Mahatma Gandhi is the greatest Indian in the last 2000 years, in fact the greatest personality walked on this earth in the last 2000 years. He is a man who belongs to everybody and to nobody. No one tries to own him and no one can denounce him. No sect tries to portray him as their icon and no sect can ignore him. No one gets hurt if anyone owns him and no one worries for dis-owning him. Mahatma Gandhi-a devout Hindu himself can be admired by an atheist and a theist can be a better theist by learning him, indeed in the world driven by religious fundamentalism and equally aggressive atheism Mahatma Gandhi’s heterodox views and his compelled middle path are relevant today. Anyone can write anything on him- in favour, against or controversial without having the fear of being injured, hounded and vandalised. If anyone says something on Nehru, Congress would catch; on Bose, Bengalis would catch; on Ambedkar, Dalits would catch; on Maulana Azad, Muslims would catch; on Shivaji, Maratas would catch. This fear is in-existent with Mahatma.

He is the most influential and noblest person in the last 2000 years after Gautama Buddha and Jesus of Nazareth. He does not belong to one particular Nation, he is a Universal figure. He is an universal figure in regard to influencing other with his ideologies, reforms and morals during his times and times after his demise and also universal in regard to influences on him. He has been the most studied and followed in and outside the India. Even India forgets him, he will be remembered somewhere else. This is the uniqueness of Mahatma Gandhi which no other famous personality had or have.
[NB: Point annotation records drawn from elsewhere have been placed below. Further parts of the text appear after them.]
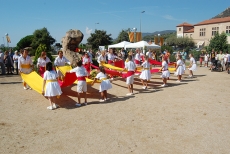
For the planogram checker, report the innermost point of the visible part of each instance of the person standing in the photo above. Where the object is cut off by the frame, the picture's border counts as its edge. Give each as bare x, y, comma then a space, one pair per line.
105, 83
25, 65
51, 88
81, 74
60, 60
86, 62
165, 72
184, 55
2, 64
213, 59
201, 58
145, 74
192, 65
9, 62
15, 58
41, 64
206, 58
179, 68
102, 58
137, 58
131, 68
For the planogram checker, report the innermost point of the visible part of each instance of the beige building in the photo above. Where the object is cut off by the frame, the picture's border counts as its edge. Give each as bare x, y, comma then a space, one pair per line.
202, 32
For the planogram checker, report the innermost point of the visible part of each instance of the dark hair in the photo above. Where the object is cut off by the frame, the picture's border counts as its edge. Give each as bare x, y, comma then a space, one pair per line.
79, 63
49, 66
60, 51
102, 69
130, 57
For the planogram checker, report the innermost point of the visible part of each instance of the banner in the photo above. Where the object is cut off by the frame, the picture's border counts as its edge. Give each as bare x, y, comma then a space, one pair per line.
8, 39
138, 36
131, 36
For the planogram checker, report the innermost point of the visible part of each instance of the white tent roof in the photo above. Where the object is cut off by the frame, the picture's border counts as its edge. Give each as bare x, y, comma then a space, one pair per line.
142, 44
119, 45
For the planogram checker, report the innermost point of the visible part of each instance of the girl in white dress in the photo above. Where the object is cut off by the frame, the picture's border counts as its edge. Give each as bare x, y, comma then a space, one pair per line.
51, 88
145, 74
105, 83
179, 68
192, 66
165, 72
81, 74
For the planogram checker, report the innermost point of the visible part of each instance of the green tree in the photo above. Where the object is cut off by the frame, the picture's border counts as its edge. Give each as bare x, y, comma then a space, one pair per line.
123, 36
39, 50
218, 42
25, 42
181, 42
42, 36
99, 38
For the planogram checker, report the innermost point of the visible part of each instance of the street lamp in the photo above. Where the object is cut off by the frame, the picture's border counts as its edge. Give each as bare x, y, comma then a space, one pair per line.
140, 19
96, 24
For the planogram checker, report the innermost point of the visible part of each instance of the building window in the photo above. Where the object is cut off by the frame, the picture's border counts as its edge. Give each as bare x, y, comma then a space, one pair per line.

He is a prolific writer and trust-worthy journalist, he ran and edited three newspapers Indian opinion in South Africa, Young India and Harijan in India. The unique quality of Mahatma Gandhi is he reproduces writings of his critics in his own newspapers and carefully answers point by point to the criticism, and also ready to accept and correct his mistakes. He is a cultivator of friendships across the racial, regional and religious boundaries. He befriended with Muslims, Jews, Christians in South Africa and cultivated interfaith dialogue, understanding and acceptance and worked for religious pluralism and religious harmony in India. He lived and died for inter-faith harmony. A patriarch as like many during initial years but later evolved and worked for emancipation and empowerment of women. He brought more women into public life than any other activist. TIME’s magazine choose Albert Einstein as the ‘Person of the 20th century’ in 1998 and next to him Mahatma Gandhi. If Einstein would have been alive says Ramguha (the famous and liberal historian) ‘he would be embarrassed for placing him above Gandhi and he would for sure place Gandhi above himself’. The good thing happened with Mahatma Gandhi is he got the significant number of critics, which is making him away from idolisation otherwise he would also have been shelved like Sri Krishna, Gautama Buddha, or Jesus.